Tambang Ilegal Beroperasi di Belakang Kantor Bupati
Walhi menemukan fakta mencengangkan: PETI kini tersebar di 9 kabupaten/kota dan telah merusak lebih dari 10.000 hektare lahan. Parahnya, aktivitas tambang ilegal ditemukan berjarak hanya 60 meter di belakang Kantor Bupati Sijunjung dan 10 meter dari jalan negara.
Dampak merkuri tak hanya merusak lingkungan, tapi juga tubuh manusia. Dari 10 penambang yang diperiksa, 4 orang memiliki kadar merkuri dalam darah di atas ambang batas. Bahkan, Walhi mencatat 48 orang tewas tertimbun saat menambang sejak 2012.
Kekerasan dan Maladministrasi Perizinan
Kekerasan fisik terhadap warga dan aktivis juga terjadi. Nenek Sauda di Rao Pasaman dilaporkan dipukuli, sementara aktivis Wilson harus menerima 50 jahitan di kepala akibat penganiayaan. Walhi menduga ada maladministrasi perizinan di balik kekacauan ini.
Salah satu contohnya adalah izin tambang andesit PT Dayan Bumiarta di Kasang yang terbit pada 31 Desember 2025. Padahal, sebulan sebelumnya, pada 1 Desember 2025, Presiden dan Gubernur meninjau lokasi banjir yang menewaskan tiga orang di tempat yang sama. Ketua Kerapatan Adat Nagari Kasang, Bayu Permana, menyebut warga baru tahu adanya izin tambang pada Mei 2025.
"Masyarakat menolak tambang karena trauma banjir bandang 2016 yang merusak ratusan hektare sawah," tegas Bayu.
Negara Gagal Tegakkan Hukum, Cukong Lolos
Direktur Eksekutif Walhi Nasional, Boy Jerry Even Sembiring, menilai negara gagal menegakkan hukum. Menurutnya, kebijakan yang ada justru memberi ruang pemakluman terhadap aktivitas ilegal, sementara penindakan hanya menyasar pekerja kecil. Walhi mendorong pendekatan follow the money dan penerapan Tindak Pidana Pencucian Uang (TPPU) untuk menjerat cukong dan elit di balik tambang ilegal.
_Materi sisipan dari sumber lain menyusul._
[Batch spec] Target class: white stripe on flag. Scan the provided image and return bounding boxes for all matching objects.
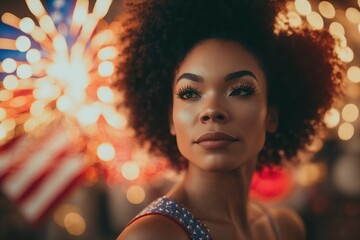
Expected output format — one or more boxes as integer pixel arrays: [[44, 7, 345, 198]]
[[3, 130, 70, 199], [0, 135, 32, 176], [20, 154, 85, 221]]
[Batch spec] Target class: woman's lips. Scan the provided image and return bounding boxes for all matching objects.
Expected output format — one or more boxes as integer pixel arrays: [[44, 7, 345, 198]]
[[194, 132, 239, 149]]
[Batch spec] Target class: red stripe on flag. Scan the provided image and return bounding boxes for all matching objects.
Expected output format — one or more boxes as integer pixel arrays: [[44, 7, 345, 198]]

Koordinator Pengkampanye Walhi Nasional, Uli Arta Siagian, menambahkan bahwa pencemaran DAS Batanghari dan Indragiri mengalir hingga Jambi dan Riau. Perempuan pendulang yang bekerja di sore hari terpapar merkuri dan sianida, mengancam kesehatan reproduksi dan janin. "Pemerintah belum punya data warga yang terkontaminasi," kata Uli.
Walhi menuntut penegakan hukum menyeluruh terhadap PETI, evaluasi izin bermasalah, dan tanggung jawab negara atas pencemaran lintas provinsi yang kian meluas.